Achieving Efficiency: Closed-Form Control Through Explicit CBF-QP
Explicit Control Barrier Functions – Quadratic Programming (CBF-QP) offers a pre-computed, closed-form solution to the online quadratic programming problem typically required for safety-critical control. Instead of solving the QP at each time step, this method pre-calculates the optimal control law as a function of the system state. This is achieved by formulating the QP as a piecewise affine function, allowing direct evaluation of the control input based on the current state without iterative optimization. The resulting control law eliminates the computational burden associated with online QP solvers, leading to significant reductions in processing time and enabling real-time implementation on systems with limited computational resources. The closed-form solution is expressed as $u(x) = Kx + b$, where $x$ represents the state, and $K$ and $b$ are pre-computed gain and bias matrices, respectively.

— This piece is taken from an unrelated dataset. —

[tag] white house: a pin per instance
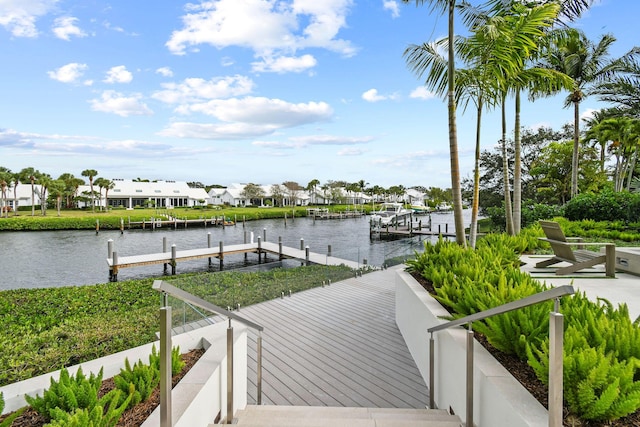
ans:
(161, 194)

State space partitioning, a core component of explicit Control Barrier Function Quadratic Programming (CBF-QP), divides the system’s operational space into distinct regions. These regions are defined by identifying which constraints are active – that is, binding or limiting the system’s behavior – at each point in the state space. By pre-computing the solution to the QP problem for each region, the need for real-time optimization is eliminated. This region-based approach allows for a lookup-table methodology where, given the system’s current state, the corresponding pre-computed control action for that region is immediately applied. The boundaries between regions are determined by changes in the active constraint set, creating a piecewise-defined control law that ensures safety and stability throughout the state space.
The Linear Independence Constraint Qualification (LICQ) is a necessary condition for the existence of a solution to the constrained optimization problem underlying closed-form control. LICQ stipulates that at each feasible point, the gradients of the active constraint functions must be linearly independent. Mathematically, if $c_i(x) = 0$ are the active constraints at a point $x^$, then the gradients $\nabla c_i(x^)$ for all active $i$ must not be linearly dependent. Failure to satisfy LICQ indicates that the constraints are redundant or poorly defined at that point, potentially leading to an unbounded or non-existent solution to the quadratic program. Consequently, verifying LICQ is a crucial step in ensuring the mathematical validity and feasibility of the closed-form control solution.

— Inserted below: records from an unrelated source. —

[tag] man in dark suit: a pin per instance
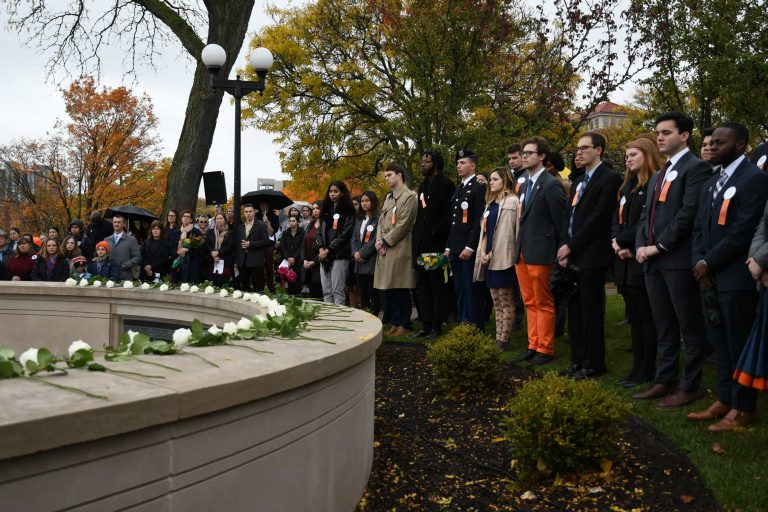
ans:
(730, 207)
(430, 232)
(664, 246)
(467, 205)
(587, 236)
(542, 200)
(252, 240)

Implementation of the explicit Control Barrier Function – Quadratic Program (CBF-QP) solution is further streamlined through the integration of Sample-and-Hold control. This technique involves applying a piecewise-constant control input, determined offline, that remains constant over discrete time intervals. By pre-computing the control actions for each region of the state space defined by the CBF-QP, online computation is minimized. This discretization, combined with the CBF-QP’s guarantee of constraint satisfaction within each region, provides a provably stable system as long as the sampling rate is sufficient to maintain stability, effectively eliminating the need for real-time control calculations between sampling instances.
Benchmarking of the closed-form control approach against quadratic programming (QP) solvers in quadrotor simulations demonstrates a substantial reduction in computational time. Specifically, results indicate a speedup of up to 6.74x is achievable. This performance gain is attributed to the elimination of iterative online optimization inherent in QP-based methods; the closed-form solution directly computes the control input. This reduction in computation is critical for applications with limited onboard processing capabilities or strict real-time constraints, allowing for higher control frequencies and more complex maneuvers.

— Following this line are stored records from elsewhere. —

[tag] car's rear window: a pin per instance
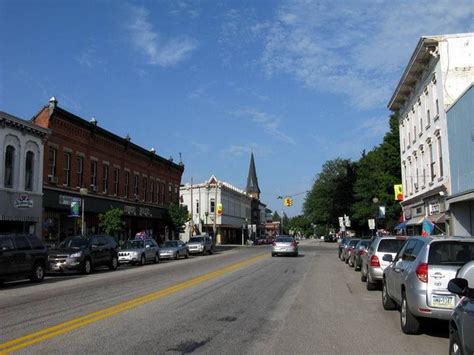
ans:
(390, 245)
(451, 252)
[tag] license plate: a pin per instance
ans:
(442, 301)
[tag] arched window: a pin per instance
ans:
(29, 166)
(9, 165)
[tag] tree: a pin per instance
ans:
(112, 221)
(176, 217)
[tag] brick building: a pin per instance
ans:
(84, 162)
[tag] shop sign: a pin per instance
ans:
(23, 201)
(68, 200)
(137, 211)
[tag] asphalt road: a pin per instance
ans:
(237, 301)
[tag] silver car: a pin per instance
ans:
(372, 262)
(139, 251)
(285, 245)
(173, 249)
(417, 278)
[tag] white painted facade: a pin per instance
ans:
(439, 71)
(203, 204)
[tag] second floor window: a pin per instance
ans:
(105, 179)
(67, 169)
(80, 171)
(29, 166)
(93, 174)
(52, 162)
(116, 181)
(9, 165)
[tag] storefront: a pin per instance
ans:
(59, 222)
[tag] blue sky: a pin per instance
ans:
(296, 82)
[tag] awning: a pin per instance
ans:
(401, 225)
(438, 218)
(415, 221)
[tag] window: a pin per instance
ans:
(93, 174)
(116, 181)
(440, 155)
(80, 171)
(135, 186)
(67, 169)
(52, 162)
(105, 179)
(9, 165)
(29, 165)
(432, 162)
(127, 179)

Safe Learning: Integrating Reinforcement Learning and Control Barrier Functions
The convergence of reinforcement learning and control barrier functions presents a powerful strategy for navigating complex systems while upholding safety critical parameters. Traditionally, reinforcement learning agents learn through trial and error, a process that can be hazardous in real-world applications. By integrating control barrier functions, which mathematically define safe states and control inputs, the learning process is constrained within a defined safety envelope. This synergistic approach allows an agent to explore and optimize its behavior-maximizing rewards-without violating predefined safety constraints, effectively guaranteeing stability and preventing undesirable outcomes. The result is a robust learning framework capable of tackling challenging control tasks in environments where safety is paramount, bridging the gap between the expressive power of reinforcement learning and the reliability of established control theory.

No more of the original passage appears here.